Australia | Feb 08 2016
This story features REA GROUP LIMITED, and other companies. For more info SHARE ANALYSIS: REA
-Strong depth sales, margins in H1
-But costs to rise in H2
-Acquistions, expansions key to upside
By Eva Brocklehurst
REA Group ((REA)) delivered a firm set of numbers in the first half but the market was not overly impressed, which Morgans blames on management avoiding commentary on a planned May price rise, amid a warning that second half margins would be lower.
Neither issue bothers the broker, as depth advertising volumes are up 28% on the prior year and telegraphing price increases to competitors in advance would be ill advised.
The results were driven by Premier Property listings, with record sales of depth advertising. Most Premiere All subscribers were not loaded onto the system until the December quarter so the revenue uplift will be stronger in the second half, Morgans calculates.
The subsequent sell-off in the share price provides an opportunity to buy a long-term growth story at a discount to intrinsic value, the broker asserts, and upgrades to Add from Hold. Despite an increase in spending in the second half the company is on track to deliver earnings growth of 28% or better, Morgans contends.
Ord Minnett also considers the reaction in the share price overdone, slightly. The broker likes the online real estate industry but, given REA Group trades on a FY16 price earnings multiple around 28x, prefers to stick with a Hold rating.
Credit Suisse takes a similar view to Morgans, in that the dip in the share price is an opportunity to buy. The broker considers the online property sector offers significant scope for longer term revenue growth and upgrades Outperform from Neutral.
Credit Suisse does not believe that a further mild slowing in property market conditions would materially impact on the numbers. The main risk is a major cyclical slowdown which affects vendor willingness to spend on advertising.
When adjusting the result for timing differences in costs, Morgan Stanley considers the results in line, but current growth rates need to be maintained at around 25% in the second half to fulfill expectations.
The core Australian business drove the results with earnings margins rising to an all-time high of 66% versus 61% previously. International division contributions were small and not drivers of the share price, in Morgan Stanley's view. In aggregate these earnings declined because of investment in new regions.
The company did not provide an outlook, in line with usual practice. Macquarie envisages earnings growth of 19.3% in the second half and believes the company is well positioned. The broker estimates the Premiere business accounts for well over half of the depth revenues, with the majority under the Premiere All contracts.

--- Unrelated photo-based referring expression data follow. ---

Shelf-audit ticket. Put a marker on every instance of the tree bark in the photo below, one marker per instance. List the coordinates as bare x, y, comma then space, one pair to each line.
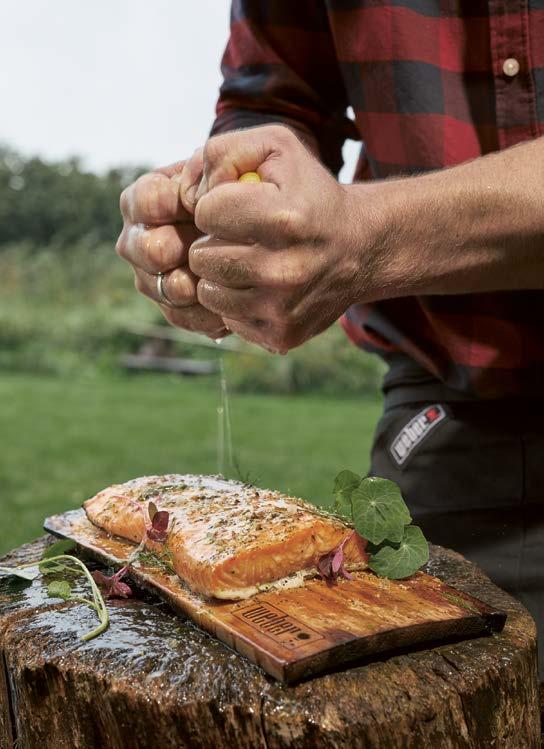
155, 680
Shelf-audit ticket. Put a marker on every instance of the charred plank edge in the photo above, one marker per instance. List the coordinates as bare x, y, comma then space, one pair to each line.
9, 712
280, 710
484, 621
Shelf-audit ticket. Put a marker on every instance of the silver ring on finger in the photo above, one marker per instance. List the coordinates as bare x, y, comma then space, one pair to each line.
161, 293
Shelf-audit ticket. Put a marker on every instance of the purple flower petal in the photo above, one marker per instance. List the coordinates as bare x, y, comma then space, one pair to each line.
159, 526
111, 585
331, 566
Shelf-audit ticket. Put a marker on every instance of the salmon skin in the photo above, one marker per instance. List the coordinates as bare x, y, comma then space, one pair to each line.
226, 539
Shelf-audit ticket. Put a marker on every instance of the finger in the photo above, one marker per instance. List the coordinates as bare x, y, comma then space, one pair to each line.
154, 199
190, 178
196, 319
227, 156
262, 333
247, 212
157, 249
172, 170
179, 286
242, 266
243, 305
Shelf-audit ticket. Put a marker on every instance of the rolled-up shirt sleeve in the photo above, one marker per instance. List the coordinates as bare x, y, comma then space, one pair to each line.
280, 66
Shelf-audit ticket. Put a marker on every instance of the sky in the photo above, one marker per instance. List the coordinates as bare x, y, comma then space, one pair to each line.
116, 82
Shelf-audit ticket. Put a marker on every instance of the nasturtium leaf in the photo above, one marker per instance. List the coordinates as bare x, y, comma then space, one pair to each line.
379, 511
344, 485
58, 548
24, 574
59, 589
402, 561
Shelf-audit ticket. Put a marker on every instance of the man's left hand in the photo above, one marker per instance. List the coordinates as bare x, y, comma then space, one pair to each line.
279, 264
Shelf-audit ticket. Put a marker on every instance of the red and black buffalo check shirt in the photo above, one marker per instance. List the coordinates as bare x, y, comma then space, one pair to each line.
431, 83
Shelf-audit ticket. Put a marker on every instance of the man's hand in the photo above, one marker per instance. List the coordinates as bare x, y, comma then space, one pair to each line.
279, 265
156, 237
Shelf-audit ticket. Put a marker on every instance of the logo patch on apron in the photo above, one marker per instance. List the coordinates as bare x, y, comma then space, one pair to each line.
415, 432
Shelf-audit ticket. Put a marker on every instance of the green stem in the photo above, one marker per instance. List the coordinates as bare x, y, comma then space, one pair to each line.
99, 604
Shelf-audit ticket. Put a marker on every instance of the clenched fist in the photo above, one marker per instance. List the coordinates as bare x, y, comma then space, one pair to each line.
157, 234
277, 261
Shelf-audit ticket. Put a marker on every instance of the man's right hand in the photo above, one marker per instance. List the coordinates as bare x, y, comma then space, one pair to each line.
156, 237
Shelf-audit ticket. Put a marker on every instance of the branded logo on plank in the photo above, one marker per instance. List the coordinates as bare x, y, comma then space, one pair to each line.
276, 624
415, 431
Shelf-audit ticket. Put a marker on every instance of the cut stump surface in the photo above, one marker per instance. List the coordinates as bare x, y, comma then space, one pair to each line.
155, 680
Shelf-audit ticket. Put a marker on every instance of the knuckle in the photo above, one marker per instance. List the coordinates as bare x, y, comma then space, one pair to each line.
124, 201
140, 285
120, 245
289, 225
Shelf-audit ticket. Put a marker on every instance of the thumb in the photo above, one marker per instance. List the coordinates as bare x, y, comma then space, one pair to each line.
189, 179
226, 157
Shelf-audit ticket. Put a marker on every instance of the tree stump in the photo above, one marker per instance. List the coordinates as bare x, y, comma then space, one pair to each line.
155, 680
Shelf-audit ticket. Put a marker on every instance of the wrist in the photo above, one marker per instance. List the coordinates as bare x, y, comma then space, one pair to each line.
371, 230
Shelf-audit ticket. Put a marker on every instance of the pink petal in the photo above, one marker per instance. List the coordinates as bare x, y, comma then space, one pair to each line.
337, 560
160, 520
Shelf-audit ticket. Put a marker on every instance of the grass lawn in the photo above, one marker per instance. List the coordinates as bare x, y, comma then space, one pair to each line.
61, 440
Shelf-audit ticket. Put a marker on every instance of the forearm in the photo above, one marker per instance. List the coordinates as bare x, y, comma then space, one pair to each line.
472, 228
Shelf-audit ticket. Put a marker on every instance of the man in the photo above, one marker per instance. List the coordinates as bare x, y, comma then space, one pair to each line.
439, 270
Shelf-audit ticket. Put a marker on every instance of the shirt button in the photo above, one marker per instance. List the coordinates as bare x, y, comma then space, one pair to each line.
510, 67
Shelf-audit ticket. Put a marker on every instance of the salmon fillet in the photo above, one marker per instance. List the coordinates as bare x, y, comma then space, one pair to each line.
226, 539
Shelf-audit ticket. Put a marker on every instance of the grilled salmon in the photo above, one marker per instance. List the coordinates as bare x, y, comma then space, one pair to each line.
225, 539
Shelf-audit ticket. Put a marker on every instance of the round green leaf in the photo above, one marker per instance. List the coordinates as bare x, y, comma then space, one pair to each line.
397, 563
59, 589
23, 574
344, 485
379, 511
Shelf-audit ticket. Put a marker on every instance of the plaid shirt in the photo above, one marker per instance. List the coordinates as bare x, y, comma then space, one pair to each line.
430, 86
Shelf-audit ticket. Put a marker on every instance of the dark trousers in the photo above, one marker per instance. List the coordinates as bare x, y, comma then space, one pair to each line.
473, 477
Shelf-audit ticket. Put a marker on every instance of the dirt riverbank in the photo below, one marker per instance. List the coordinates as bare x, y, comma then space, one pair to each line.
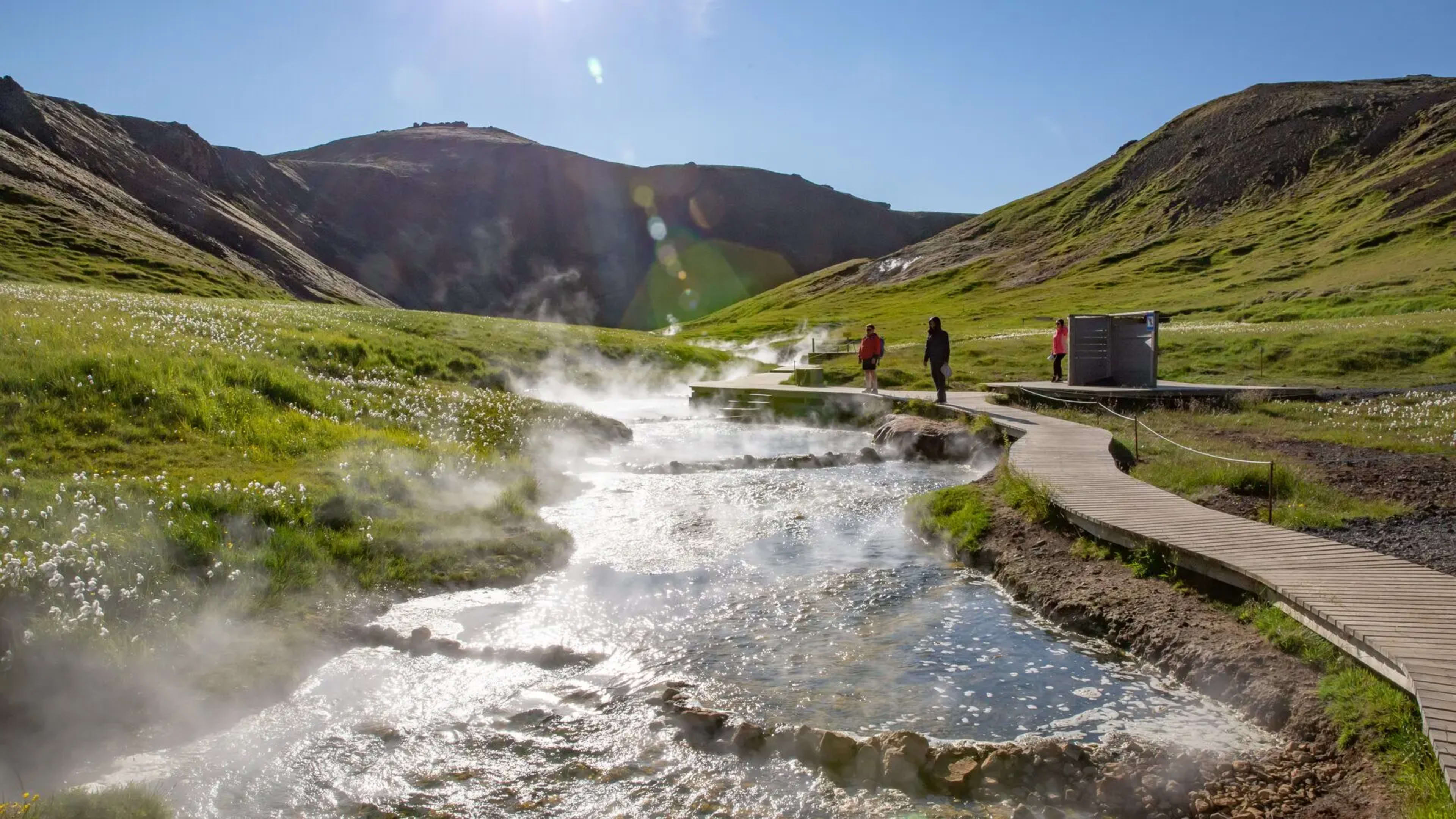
1199, 642
1425, 535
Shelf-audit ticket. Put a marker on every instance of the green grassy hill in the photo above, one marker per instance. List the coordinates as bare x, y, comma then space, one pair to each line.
1289, 209
173, 464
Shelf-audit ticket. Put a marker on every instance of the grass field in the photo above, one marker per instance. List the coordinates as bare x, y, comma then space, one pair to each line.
1331, 278
165, 455
1302, 500
1394, 352
1368, 712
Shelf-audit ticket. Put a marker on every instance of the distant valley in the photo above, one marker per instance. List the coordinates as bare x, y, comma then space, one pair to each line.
436, 216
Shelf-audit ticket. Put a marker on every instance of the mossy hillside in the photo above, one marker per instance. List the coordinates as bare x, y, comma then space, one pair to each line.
1308, 257
1368, 712
47, 242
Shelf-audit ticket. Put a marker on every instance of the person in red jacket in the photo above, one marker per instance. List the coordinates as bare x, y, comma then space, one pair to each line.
871, 349
1059, 350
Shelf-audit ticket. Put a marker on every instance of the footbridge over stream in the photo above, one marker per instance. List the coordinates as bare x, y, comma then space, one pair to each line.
1395, 617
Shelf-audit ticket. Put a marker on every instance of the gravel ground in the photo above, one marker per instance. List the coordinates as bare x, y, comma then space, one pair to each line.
1425, 483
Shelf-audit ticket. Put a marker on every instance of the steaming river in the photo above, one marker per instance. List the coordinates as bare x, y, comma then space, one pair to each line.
792, 596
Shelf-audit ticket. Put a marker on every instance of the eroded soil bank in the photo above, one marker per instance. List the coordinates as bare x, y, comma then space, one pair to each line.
1196, 640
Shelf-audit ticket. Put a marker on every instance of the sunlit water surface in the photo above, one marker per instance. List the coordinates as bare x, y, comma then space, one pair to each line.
792, 596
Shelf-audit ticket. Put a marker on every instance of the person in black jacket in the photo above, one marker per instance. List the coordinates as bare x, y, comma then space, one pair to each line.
938, 355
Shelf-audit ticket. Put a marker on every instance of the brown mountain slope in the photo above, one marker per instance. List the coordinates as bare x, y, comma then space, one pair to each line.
437, 218
482, 221
88, 197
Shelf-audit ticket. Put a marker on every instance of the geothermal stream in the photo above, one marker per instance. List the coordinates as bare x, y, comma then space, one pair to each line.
790, 596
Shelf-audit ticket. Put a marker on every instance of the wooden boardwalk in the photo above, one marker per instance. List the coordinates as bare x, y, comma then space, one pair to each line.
1395, 617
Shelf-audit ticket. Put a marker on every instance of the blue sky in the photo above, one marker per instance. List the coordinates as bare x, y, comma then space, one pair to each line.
928, 105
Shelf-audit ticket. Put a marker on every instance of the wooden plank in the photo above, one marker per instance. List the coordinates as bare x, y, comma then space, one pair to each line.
1406, 614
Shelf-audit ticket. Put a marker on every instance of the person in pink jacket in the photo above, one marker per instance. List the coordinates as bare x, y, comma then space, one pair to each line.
1059, 349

The broker likes the business with its multi-year growth prospects but suggests the price is full. Macquarie finds the growth-value trade off is better at Seek ((SEK)) or, to a lesser extent, Carsales ((CAR)).
As margin expansion was the main reason the first half beat estimates, and with management indicating cost growth will be much higher in the second half, Deutsche Bank is reluctant to expect higher revenue growth at this stage.
Management suggests the start to 2016 has been slow from a listings perspective, which appears at odds with Deutsche Bank’s analysis that signals listings were strong in January. Nevertheless, as this is usually a slower month and a minor movement in the number can influence the growth rate, the broker looks for February's data to provide a more reliable indicator of market trends.
In Deutsche Bank's view, price increases are unlikely until the start of FY17, with the take-up of Premiere All to support growth in FY16. The company emphasised the significant opportunity in South East Asia and the US, with the iProperty acquisition expected to be completed mid February. Deutsche Bank expects this transaction, yet to be incorporated into estimates, to be 3-4% dilutive to earnings on a pro-forma basis.
Unlocking value from recent acquisitions is one of the key catalysts for upside, UBS maintains. The broker believes stock is fairly valued and, while growth prospects are positive, further catalysts such as new products and unlocking value in Italy and Europe are needed as well.
FNArena's database contains four Buy ratings and four Hold. The consensus target is $51.24, suggesting 1.8% upside to the last share price.